LIVES OF THE POETS

JOHNSON (Dr SAMUEL, 1709-1784, critic, poet, conversationalist, lexicographer) AUTOGRAPH MANUSCRIPT OF TWO SENTENCES FROM THE LIFE OF EDMUND WALLER IN LIVES OF THE ENGLISH POETS, comprising forty-one words reading: 'They proceeded with great [printed word 'Lord'] caution. Three only met in one place, and no man was allowed to impart the plot to more than two others, so that if any should be suspected or seized, more than three could not be endangered [three words deleted]', with a note in another hand, probably that of John Nichols (1745-1826), printer of Lives of the Poets ('Cut from Vol 1. of Johnson's Lives of the Poets -- from the Life of Waller by J Nichols'), on paper, laid down, c. 1¾ x 5 inches

Even portions of Johnson's prose literary manuscripts are of considerable rarity ('Johnson's writings in prose are rather scantily represented by extant manuscripts' -- Index of Literary Manuscripts); and none, as a whole or in part, has been sold at auction in at least the last twenty years. Of the two works for which substantial portions survive, one is Lives of the Poets, although even with this much of what remains is in the form of corrected proofsheets.

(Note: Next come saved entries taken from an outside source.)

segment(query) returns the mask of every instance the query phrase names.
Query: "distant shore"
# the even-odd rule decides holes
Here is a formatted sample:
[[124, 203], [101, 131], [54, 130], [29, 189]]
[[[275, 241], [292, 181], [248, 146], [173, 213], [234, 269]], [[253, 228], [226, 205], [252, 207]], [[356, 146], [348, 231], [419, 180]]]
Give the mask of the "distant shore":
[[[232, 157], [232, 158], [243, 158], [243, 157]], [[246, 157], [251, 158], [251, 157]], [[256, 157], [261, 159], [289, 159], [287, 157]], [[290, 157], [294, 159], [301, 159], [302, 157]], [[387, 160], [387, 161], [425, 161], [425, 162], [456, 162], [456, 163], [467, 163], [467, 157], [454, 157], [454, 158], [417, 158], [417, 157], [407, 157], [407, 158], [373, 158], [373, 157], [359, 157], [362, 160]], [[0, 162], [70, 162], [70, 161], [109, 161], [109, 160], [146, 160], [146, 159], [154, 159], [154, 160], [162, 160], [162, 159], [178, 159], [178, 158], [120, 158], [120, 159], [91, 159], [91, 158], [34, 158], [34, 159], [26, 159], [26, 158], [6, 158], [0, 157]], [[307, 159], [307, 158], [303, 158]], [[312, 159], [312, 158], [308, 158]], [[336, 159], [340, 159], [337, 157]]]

The present manuscript appears in the edition by G. Birkbeck Hill (O.U.P., 3 volumes, 1905 based on the 1783 edition, the last published in Johnson's lifetime) on page 260 in volume one, lines 36-39.

It has some real claim to stand somewhat in its own right as a separate entity since it did not appear in the first edition of the work, where the paragraph ended with the 'peace', the last word in the sentence preceding those in this manuscript. These sentences were, therefore, either cut from the manuscript before the printing of the first edition, as the Nichols note states (and the top edge is trimmed), or they were added separately for the later editions. The presence of the printed word 'Lord' towards the end of the first line suggests that Johnson was utilising printer's waste.

The context of the passage in Waller's life is the plot he was involved in to secure London for the King in 1642.